On Wednesday, Sotomayor and Justice Elena Kagan broke ranks with Jackson and sided with the conservative majority to temporarily stay a lower court injunction blocking President Donald Trump’s plan to carry out mass layoffs within the federal bureaucracy. 

The court ruled 8-1 that Trump was likely to prevail in his challenge to stop the lower court’s interference and thus allowed his efforts to continue. But Jackson appeared to treat the case as if it were about the legality of the layoffs themselves rather than the injunction at issue. 

“In my view, this was the wrong decision at the wrong moment, especially given what little this Court knows about what is actually happening on the ground,” Jackson wrote in her lone dissent. 

Sotomayor rejected Jackson’s framing, writing that while she shared Jackson’s concerns, this was not the time to weigh the merits of Trump’s plan. 
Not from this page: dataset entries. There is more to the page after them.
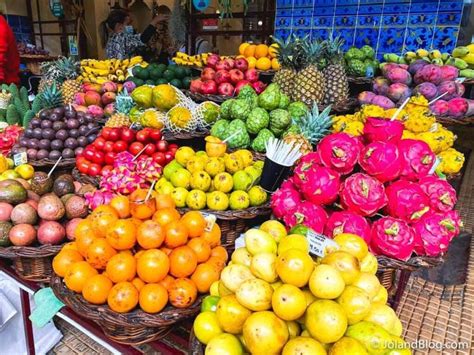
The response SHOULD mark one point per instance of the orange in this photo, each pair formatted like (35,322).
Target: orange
(64,260)
(250,50)
(138,283)
(121,204)
(252,61)
(123,297)
(164,201)
(201,248)
(182,293)
(166,282)
(102,221)
(77,275)
(242,48)
(99,253)
(153,265)
(176,234)
(83,241)
(261,51)
(121,267)
(204,275)
(83,227)
(96,289)
(153,298)
(263,63)
(150,235)
(213,238)
(166,215)
(220,252)
(122,234)
(194,222)
(183,261)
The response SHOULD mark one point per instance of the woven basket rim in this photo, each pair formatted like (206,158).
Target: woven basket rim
(135,318)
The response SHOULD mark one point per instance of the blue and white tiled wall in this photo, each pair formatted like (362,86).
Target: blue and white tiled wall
(389,26)
(21,27)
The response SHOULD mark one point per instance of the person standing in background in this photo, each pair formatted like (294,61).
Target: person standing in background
(9,57)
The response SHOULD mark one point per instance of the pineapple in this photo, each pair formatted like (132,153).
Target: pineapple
(335,78)
(312,128)
(309,86)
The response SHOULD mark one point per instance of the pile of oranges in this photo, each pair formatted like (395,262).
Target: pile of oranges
(260,56)
(139,251)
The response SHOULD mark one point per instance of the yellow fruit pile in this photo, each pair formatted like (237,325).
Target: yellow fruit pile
(221,181)
(274,297)
(260,56)
(100,71)
(419,124)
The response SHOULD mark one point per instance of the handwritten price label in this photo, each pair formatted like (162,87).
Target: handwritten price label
(320,245)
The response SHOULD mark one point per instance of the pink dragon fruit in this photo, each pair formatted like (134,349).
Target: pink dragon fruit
(380,129)
(317,183)
(363,194)
(285,200)
(339,151)
(441,194)
(392,237)
(436,231)
(308,214)
(417,159)
(439,108)
(381,160)
(347,222)
(407,201)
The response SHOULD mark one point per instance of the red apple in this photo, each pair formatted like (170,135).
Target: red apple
(241,64)
(240,85)
(251,75)
(209,87)
(222,76)
(236,75)
(223,65)
(225,89)
(208,74)
(195,85)
(258,86)
(212,60)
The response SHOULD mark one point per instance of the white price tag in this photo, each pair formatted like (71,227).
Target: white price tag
(20,158)
(210,220)
(319,244)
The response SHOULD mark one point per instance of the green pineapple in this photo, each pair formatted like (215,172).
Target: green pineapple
(309,86)
(312,128)
(335,78)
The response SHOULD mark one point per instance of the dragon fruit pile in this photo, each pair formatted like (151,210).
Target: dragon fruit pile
(400,81)
(378,186)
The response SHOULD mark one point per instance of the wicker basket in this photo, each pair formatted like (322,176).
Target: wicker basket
(32,263)
(234,223)
(132,328)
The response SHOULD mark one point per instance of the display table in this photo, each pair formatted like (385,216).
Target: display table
(85,326)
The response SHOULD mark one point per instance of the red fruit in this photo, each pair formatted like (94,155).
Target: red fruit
(127,135)
(135,147)
(236,75)
(120,146)
(225,89)
(162,146)
(94,170)
(209,87)
(159,158)
(195,85)
(109,146)
(109,158)
(241,64)
(251,75)
(208,74)
(155,135)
“The plans themselves are not before this Court, at this stage, and we thus have no occasion to consider whether they can and will be carried out consistent with the constraints of law,” Sotomayor wrote. “I join the court’s stay because it leaves the District Court free to consider those questions in the first instance.” 

The rebuke came just two weeks after Jackson drew the ire of Justice Amy Coney Barrett in a separate procedural case involving Trump’s birthright citizenship executive order. 

The ruling did not weigh the constitutionality of Trump’s order, as it merely blocked lower courts from issuing universal injunctions that exceed their jurisdiction. Jackson dissented, making the dubious case that lower courts should retain their authority to halt Trump’s actions. 

Barrett called Jackson’s position extreme, affirming it went far beyond the traditional defense of universal injunctions. 

“She might be arguing that universal injunctions are appropriate—even required—whenever the defendant is part of the Executive Branch,” Barrett wrote. “If so, her position goes far beyond the mainstream defense of universal injunctions.”